Nous ne pouvons pourtant pas renoncer à l’atténuation, à moins d’avoir une meilleure solution, ce qui n’est pas le cas. Et ceux qui pensent que nos tentatives de réduction d’émissions sont vaines devraient se pencher sur les efforts qu’il faudrait fournir pour nous adapter.

Car Stern semble être dans le vrai quand il avance que le coût de la lutte contre le dérèglement climatique, si élevé soit-il, reste néanmoins bien en deçà de ce qu’il nous en coûterait de vivre avec ce dérèglement. L’Allemagne dépense actuellement 600 millions d’euros dans la construction d’une nouvelle digue à Hambourg (9), cette somme ayant été allouée avant que ne se répande la nouvelle selon laquelle l’élévation du niveau des mers au cours de ce siècle pourrait être deux à trois fois plus importante que ne l’a prévu le Groupe d’experts intergouvernemental sur l’évolution du climat (GIEC) (10). Les Pays-Bas, quant à eux, vont consacrer 2,2 milliards d’euros à leurs digues entre aujourd’hui et 2015, mais là encore, il se pourrait que ça ne soit pas suffisant. Les Nations Unies suggèrent de leur côté que les pays riches transfèrent entre 50 et 75 milliards de dollars par an aux pays en développement pour les aider à faire face au changement climatique, une somme qui est censée augmenter largement par la suite (11). Or rien de tel ne se produit.

Une enquête menée par le Guardian révèle que, sur les sept dernières années, les pays industrialisés s’étaient engagés à verser 18 milliards de dollars aux pays en développement pour les aider à s’adapter au changement climatique, mais ils n’ont en fait déboursé que 5% de cette somme (12). Lesquels 5 % ont de toute façon été majoritairement pris sur le budget de l’aide étrangère, soit un gain net nul pour les pays pauvres (13). Oxfam présente des arguments convaincants sur la façon dont l’adaptation doit être financée : les pays doivent payer en fonction de la quantité de carbone qu’ils produisent par habitant et de leur Indice de Développement Humain (14). Sur cette base, les États-Unis devraient fournir plus de 40 % de la somme et l’Union européenne, plus de 30 %, Japon, Canada, Australie et Corée du Sud fournissant le reste. Mais quelles sont les chances que ces pays mettent réellement la main à la poche ?

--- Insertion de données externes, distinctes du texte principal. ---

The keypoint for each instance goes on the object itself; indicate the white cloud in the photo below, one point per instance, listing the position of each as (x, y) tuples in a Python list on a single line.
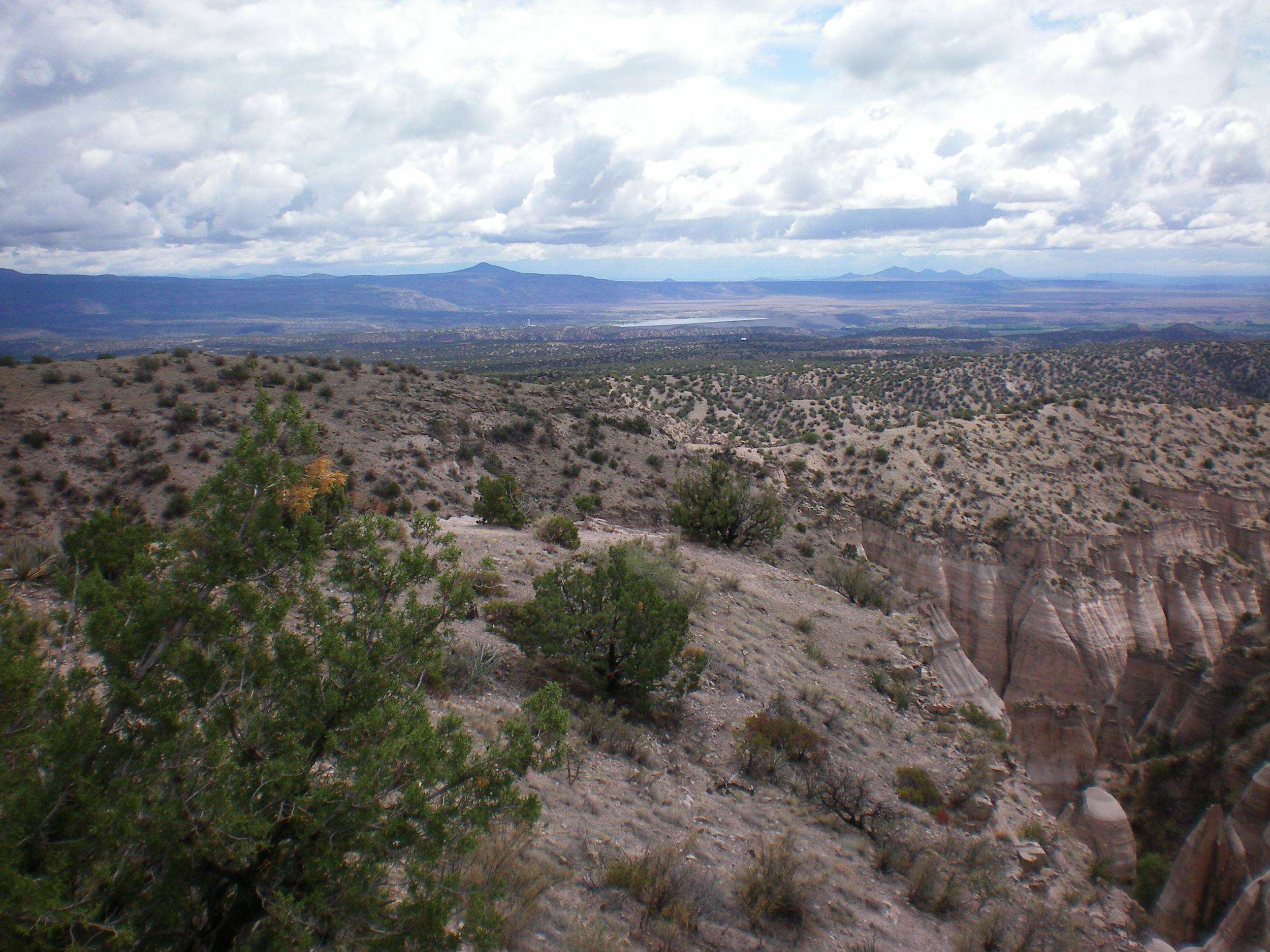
[(212, 134)]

Il y a de toute façon des limites à ce que tout cet argent permettrait de faire. Selon le Groupe d’experts intergouvernemental sur l’évolution du climat, « une augmentation de la température mondiale moyenne de plus de 4°C par rapport aux niveaux de 1990-2000 dépasserait… la capacité d’adaptation de nombreux systèmes. » (15) Arrivé à ce stade, on devient impuissant face, par exemple, à la perte d’écosystèmes, à la fonte des glaciers et à la désintégration d’importants inlandsis. Le GIEC énonce par ailleurs certaines conséquences de façon plus directe : la production mondiale de denrées alimentaires « est tout à fait susceptible de baisser au-delà d’une augmentation d’environ 3°C » (16). Il n’y a plus qu’à se débrouiller avec ça.

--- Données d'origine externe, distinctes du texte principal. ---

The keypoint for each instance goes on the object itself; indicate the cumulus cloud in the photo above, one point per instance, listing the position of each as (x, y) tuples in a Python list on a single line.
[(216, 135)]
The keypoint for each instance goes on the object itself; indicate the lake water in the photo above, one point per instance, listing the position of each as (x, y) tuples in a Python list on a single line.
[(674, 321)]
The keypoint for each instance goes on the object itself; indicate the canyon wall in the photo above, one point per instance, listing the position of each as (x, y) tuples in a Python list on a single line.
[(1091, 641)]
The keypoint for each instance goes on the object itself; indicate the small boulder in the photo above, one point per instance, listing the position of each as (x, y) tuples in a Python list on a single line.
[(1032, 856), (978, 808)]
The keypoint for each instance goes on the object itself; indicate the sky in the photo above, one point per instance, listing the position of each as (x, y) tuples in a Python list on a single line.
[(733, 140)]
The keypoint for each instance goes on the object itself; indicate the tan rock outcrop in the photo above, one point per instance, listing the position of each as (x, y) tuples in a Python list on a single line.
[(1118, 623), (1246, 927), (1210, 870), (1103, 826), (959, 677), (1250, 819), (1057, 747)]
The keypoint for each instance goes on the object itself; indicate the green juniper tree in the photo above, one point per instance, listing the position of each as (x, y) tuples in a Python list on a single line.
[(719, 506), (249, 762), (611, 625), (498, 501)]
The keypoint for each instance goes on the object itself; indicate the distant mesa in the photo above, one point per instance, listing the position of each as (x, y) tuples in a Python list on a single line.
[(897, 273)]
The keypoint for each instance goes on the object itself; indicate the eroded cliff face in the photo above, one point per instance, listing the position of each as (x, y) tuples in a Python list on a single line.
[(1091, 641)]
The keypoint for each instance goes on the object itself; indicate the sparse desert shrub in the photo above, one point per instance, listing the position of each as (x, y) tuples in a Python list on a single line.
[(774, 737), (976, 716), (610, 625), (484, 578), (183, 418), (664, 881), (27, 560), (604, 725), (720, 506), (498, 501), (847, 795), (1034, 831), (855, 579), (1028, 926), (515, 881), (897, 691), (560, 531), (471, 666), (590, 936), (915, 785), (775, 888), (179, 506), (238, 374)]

Et ce n’est pas tout. Pour le GIEC, au-delà de 3 degrés de réchauffement, la végétation deviendra « une source nette de carbone » (17). Et ce n’est qu’une des conséquences climatiques d’une forte augmentation des températures. Il se pourrait que quatre degrés de plus nous mènent inexorablement vers cinq ou six, c’est-à-dire vers la fin, pour les humains, d’à peu près tout.

Jusqu’à récemment, les chercheurs évoquaient des concentrations de carbone et des températures qui atteindraient un pic puis redescendraient. Mais un article paru il y a peu dans la revue Proceedings of the National Academy of Sciences montre que « le changement climatique… est en grande partie irréversible durant les 1000 années qui suivent l’arrêt des émissions« . (18) Si bien que même si nous supprimions totalement nos émissions de carbone dès aujourd’hui, en l’an 3000, leur concentration dans l’atmosphère ne diminuerait que de 40 %. Les températures élevées resteraient plus ou moins constantes jusque-là. On récolte ce qu’on a semé.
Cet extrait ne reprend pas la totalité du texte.